During his Kentucky run for U.S. Senate, Paul made a ban on earmarks a cornerstone of his campaign, vowing to end the reckless spending in Washington. Yet here's what The Wall Street Journal reported in a story last weekend:
In a bigger shift from his campaign pledge to end earmarks, he tells me that they are a bad "symbol" of easy spending but that he will fight for Kentucky's share of earmarks and federal pork, as long as it's doled out transparently at the committee level and not parachuted in in the dead of night. "I will advocate for Kentucky's interests," he says.
That is a clear shft from Paul's position in March:
Rand Paul has made a ban on wasteful earmark spending in Washington D.C. one of the key points of his campaign. He has supported Sen. Jim DeMint's vocal support for an earmark ban and he supports news that House Democrats are even coming around on the idea of a partial ban.
However, Paul himself doesn't seem quite sure of what he wants to do. Here's part of an interview he did on ABC's "This Week" last Sunday -- the same weekend he made those comments to The Journal:
CHRISTIANE AMANPOUR: And what about earmarks? Would you say no to earmarks?
PAUL: No -- no more earmarks.
AMANPOUR: No more? Not even in your state?

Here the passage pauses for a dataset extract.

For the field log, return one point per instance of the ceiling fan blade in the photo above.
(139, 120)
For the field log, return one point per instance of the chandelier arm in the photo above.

PAUL: No. No. But I do tell people within Kentucky is I say, look, I will argue within the committee process for things that are good for Kentucky that they want and also within the context of a balanced budget. Here's what happens. You go to the Transportation Committee and they say, "What do you want?" But it should be, "How much do we have?" No one asks, "How much do we have?" So we just spend it. And then, at the end of the day, if we don't have it, we either print it or borrow it. Those are bad things. There is no restraint, but that's why you need rules. In Kentucky, we have a balanced budget amendment. We have to balance our budget. So they have to be better legislators.
So it would appear Paul wants to have it both ways. It may not matter because statements from the incoming GOP House Speaker John Boehner indicate he is unlikely to push for a ban. And Republicans are still the minority in the Senate, and would need Democratic support to bring the issue to debate.